12 Bury Street
This major exhibition of new paintings by contemporary British artist Jake Attree has moved from Messum’s London gallery to a virtual online platform at www.messums.com during lockdown. The online exhibition is accompanied by a fully illustrated printed catalogue (£15) with foreward by critic and author David Boyd Haycock, a short film with commentary from David Messum as he explores and discusses the paintings and a virtual gallery allowing visitors to experience the complete exhibition. Keep visiting www.messums.com to discover the new and innovative ways we continue to bring art ‘From our Home to Yours’.
“In Jake Attree’s art, I see Rembrandt, Van Gogh, and Auerbach synthesized and made into something new, both lyrical and melancholy. In these pictures experience, care, and devotion merge art and life—without any fanfare or sensation—in unfolding perceptions of what is possible, what is lost, what is dreamt of and what is regained. He is the Spencer Gore of our age.”
Alexander Nemerov author of Fierce Poise: Helen Frankenthaler and 1950s New York (Penguin, 2021)
Many of the works in this new exhibition have advanced upon stylistic developments which were seen in Attree’s earlier exhibitions with Messum’s.

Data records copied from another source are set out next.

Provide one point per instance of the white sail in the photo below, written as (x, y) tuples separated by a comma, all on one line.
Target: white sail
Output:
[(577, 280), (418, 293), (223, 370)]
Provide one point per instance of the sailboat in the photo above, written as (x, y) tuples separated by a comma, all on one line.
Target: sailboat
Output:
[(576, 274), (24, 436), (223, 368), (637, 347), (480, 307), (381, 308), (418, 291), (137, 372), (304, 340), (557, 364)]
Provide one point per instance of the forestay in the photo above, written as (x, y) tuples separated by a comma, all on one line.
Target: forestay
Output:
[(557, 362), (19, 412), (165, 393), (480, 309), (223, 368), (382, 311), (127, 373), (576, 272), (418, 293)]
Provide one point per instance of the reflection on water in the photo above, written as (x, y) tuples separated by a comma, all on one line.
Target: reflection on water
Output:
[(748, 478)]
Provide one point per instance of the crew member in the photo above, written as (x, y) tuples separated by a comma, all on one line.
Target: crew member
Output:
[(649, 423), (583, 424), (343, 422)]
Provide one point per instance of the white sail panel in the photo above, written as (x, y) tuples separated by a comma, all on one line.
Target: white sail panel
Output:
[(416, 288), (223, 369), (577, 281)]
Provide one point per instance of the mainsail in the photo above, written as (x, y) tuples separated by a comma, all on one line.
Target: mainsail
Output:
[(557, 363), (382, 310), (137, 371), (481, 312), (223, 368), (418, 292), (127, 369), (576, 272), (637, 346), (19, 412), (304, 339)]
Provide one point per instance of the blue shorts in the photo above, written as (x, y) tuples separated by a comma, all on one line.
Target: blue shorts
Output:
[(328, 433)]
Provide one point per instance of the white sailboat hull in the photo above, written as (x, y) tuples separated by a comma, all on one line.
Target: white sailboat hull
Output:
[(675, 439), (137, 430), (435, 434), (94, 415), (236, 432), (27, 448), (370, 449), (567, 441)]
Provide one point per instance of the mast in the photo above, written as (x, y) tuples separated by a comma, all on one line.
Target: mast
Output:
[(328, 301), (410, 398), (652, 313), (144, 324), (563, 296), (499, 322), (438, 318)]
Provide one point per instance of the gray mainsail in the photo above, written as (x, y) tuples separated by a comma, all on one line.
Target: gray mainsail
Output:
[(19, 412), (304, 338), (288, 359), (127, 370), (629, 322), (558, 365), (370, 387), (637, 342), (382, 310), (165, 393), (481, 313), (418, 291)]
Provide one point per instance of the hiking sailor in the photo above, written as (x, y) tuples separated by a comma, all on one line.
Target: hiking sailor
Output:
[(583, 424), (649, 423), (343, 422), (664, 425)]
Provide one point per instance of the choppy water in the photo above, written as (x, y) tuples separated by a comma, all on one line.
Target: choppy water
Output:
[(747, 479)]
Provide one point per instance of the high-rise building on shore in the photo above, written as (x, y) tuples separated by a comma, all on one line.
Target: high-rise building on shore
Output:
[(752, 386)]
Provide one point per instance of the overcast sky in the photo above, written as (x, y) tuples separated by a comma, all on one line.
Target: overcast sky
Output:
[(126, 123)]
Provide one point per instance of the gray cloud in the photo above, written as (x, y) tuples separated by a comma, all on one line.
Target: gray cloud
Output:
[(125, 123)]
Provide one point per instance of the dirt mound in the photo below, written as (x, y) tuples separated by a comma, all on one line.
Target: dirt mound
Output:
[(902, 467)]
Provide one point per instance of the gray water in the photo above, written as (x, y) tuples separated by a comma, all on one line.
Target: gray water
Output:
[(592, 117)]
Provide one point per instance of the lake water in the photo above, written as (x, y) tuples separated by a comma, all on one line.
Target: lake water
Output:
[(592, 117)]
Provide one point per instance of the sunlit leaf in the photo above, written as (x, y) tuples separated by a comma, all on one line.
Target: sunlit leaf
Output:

The small blocks of colour that characterised many of the works from the ‘Ancient City’ series exhibited in 2013 have moved in an ever increasing abstract direction, hovering at times on the cusp of complete abstraction.
“Picture fuses with place, and place with picture, in a cyclical relationship that serves to produce something entirely new and very personal.”
David Boyd Haycock Author and Curator
Attree was born and grew up in York, and his first art teacher was John Langton, another northern painter fascinated by how light falls on buildings and landscapes. York is a majestic city with a long, extraordinary history – from the Roman metropolitan centre to the Viking port of Yorvik, to the great medieval walls and minster. Here is layer upon layer of history and those seams of history are like the layers in Attree’s drawings and – in particular – his paintings. Thus recent works such as the ‘Red Roofs, York from the Bar Walls’ series are both a vision of York and a vision of history, a place that is at once both ancient and modern, here and everywhere.